Die vor zwei Jahren gestartete Hauptschulinitiative kommt nach Angaben des Bayerischen Lehrer- und Lehrerinnenverband (BLLV) an den Schulen nur schleppend oder gar nicht voran. Dies ergebe eine vom BLLV Ende vergangenen Schuljahres durchgeführte Befragung von rund 600 Hauptschullehrern. Danach attestieren 88 Prozent der Befragten Bayerns Schul- und Bildungspolitikern, „nicht gut“ über die Probleme an den Schulen informiert zu sein. 90 Prozent fühlt sich von ihr „im Stich gelassen“, 63 Prozent erteilen der bayerischen Schulpolitik die Noten „mangelhaft“ oder „ungenügend“, 28 Prozent finden sie „ausreichend“.
Nur eine Person bewertet sie als „sehr gut“ und nur drei Personen als „gut“. 94 Prozent der Lehrkräfte schätzen die Zukunft der Hauptschule „nicht positiv und optimistisch“ ein. 80 Prozent plädieren für eine längere gemeinsame Schulzeit, 84 Prozent sprechen sich für die Erprobung von Modellen integrierter Haupt- und Realschulen aus. 82 Prozent halten maximal 25 Schüler pro Klasse für „unverzichtbar“, um die Situation an Hauptschulen deutlich zu verbessern, 77 Prozent wollen „mehr Zeit für Förderung“. BLLV-Präsident Klaus Wenzel sprach von einem „erschütterndem Zeugnis für die Politik“. Gleichzeitig aber auch von einer klaren Botschaft: „Die Hauptschule darf nicht länger schön geredet, gleichzeitig aber nur halbherzig reformiert werden. Fakt ist, dass die Stimmung an den Hauptschulen miserabel ist - genauso wie die Perspektiven der Schüler.“
Aus Kreisen des Kultusministeriums heißt es dagegen, dass die Hauptschulinitiative positive Wirkungen zeigt. Die Initiative biete den Schülern eine qualitativ hochwertige Bildung an und verbessert in Zusammenarbeit mit der Wirtschaft die Berufschancen für Hauptschüler. „Diese ersten Ergebnisse lassen sich auch der Umfrage des BLLV zum Problemlösungspotential der Hauptschulinitiative entnehmen“, betont Kultusminister Siegfried Schneider, der die Hauptschulinitiative 2006 angestoßen hatte.
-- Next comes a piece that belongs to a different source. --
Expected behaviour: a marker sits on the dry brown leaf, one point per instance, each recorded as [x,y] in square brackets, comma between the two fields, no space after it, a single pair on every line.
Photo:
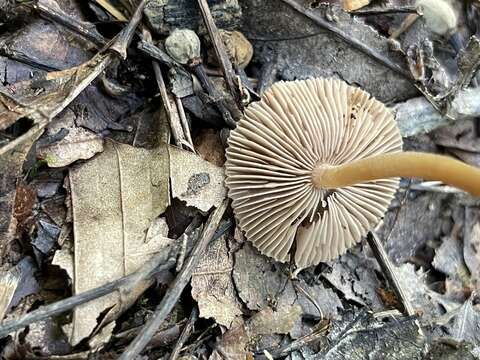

„Die Hauptschulinitiative hält nicht, was sie verspricht. Staatsregierung und Kultusministerium müssen zur Kenntnis nehmen, dass sich Lehrer und Schüler nichts mehr vormachen lassen“, erklärt Wenzel. „Lehrerinnen und Lehrer sehen darin nur wenig Gewinn für ihre Schulen.“ Die Initiative sichere auch keinen Standort. Im Gegenteil: Bei allgemein sinkenden Schülerzahlen steigen nach BLLV-Angaben die Übertritte in Gymnasien und Realschulen. Dies gehe ausschließlich zu Lasten der Hauptschulen. Seit Beginn des Schulversuchs zur sechsstufigen Realschule mussten 71 voll ausgebaute Hauptschulen und 574 Teilhauptschulen schließen. Die Beschlüsse zur Schließung weiterer elf Hauptschulen und zwölf Teilhauptschulen im kommenden Schuljahr seien heute schon gefasst – in der Summe mache das 40 Prozent aller Hauptschulen in Bayern aus. „Das bisher wohnortnahe Schulnetz wurde bereits empfindlich ausgedünnt, betroffene Kommunen nachhaltig geschwächt. Um das Schulsterben zu stoppen, muss die Staatsregierung das vom BLLV entwickelte Konzept zur ‚Regionalen Schulentwicklung’ (RSE) ohne Einschränkungen genehmigen“, fordert Wenzel. Sein Fazit der Befragung lautet: „Die Hauptschule hat weder an Attraktivität gewonnen, noch wird sie von Eltern als gleichwertige Alternative zur Realschule oder zum Gymnasium wahrgenommen.“
Der BLLV wollte wissen, in welchem Umfang die Hauptschulinitiative Veränderungen an den Schulen bewirkt hat, welche Maßnahmen neu eingeführt, ausgebaut oder wenigstens geplant wurden. Am günstigsten wird nach Angaben des BLLV der Ausbau der Berufsvorbereitung (48 Prozent) und des Praxisanteils an den Schulen (40 Prozent) bewertet. Die Einrichtung von Ganztagsklassen erwähnen 43 Prozent der Befragten. Große Teile der Reformen sind an den Schulen längst gängige Praxis. So geben 50 Prozent der Befragten an, die „Eltern einzubeziehen“, 47 Prozent setzen „selbständige Lernformen“ im Unterricht ein und 56 Prozent „kooperieren bereits mit Ausbildern.“ Für eine verbesserte individuelle Förderung fehlen jedoch bei 47 Prozent die erforderlichen Ressourcen. Mehr Lernzeit für Lernschwächere erfordern mehr Lehrerstunden, die 61 Prozent der Befragten nicht haben. „Maßnahmen, die von engagierten Lehrkräften zum Nulltarif zu bekommen sind, werden umgesetzt. Reformen, die Geld kosten, bleiben dagegen weitgehend aus“, kritisiert Wenzel. „Am meisten leiden darunter die Schüler, die besondere Lernunterstützung brauchen.“
Um die Zukunft der Hauptschülerinnen und -schüler zu sichern, müssen nach Meinung der befragten Lehrerinnen und Lehrer neben einer längeren gemeinsamen Schulzeit und einer maximalen Klassengröße von 25 Schülern: mehr Zeit und Personal zur Verfügung stehen (99 Prozent), mehr Zeit für individuelle Betreuung und Beratung von Schülern und Eltern vorhanden sein (100 Prozent), mehr Unterstützung durch Sonderpädagogen und Sozialpädagogen gewährleistet sein (98 Prozent), mehr Leitungszeit für Schulleitungen zur Verfügung stehen (97 Prozent) und den Schulen mehr Entscheidungsfreiheit zugestanden werden (95 Prozent).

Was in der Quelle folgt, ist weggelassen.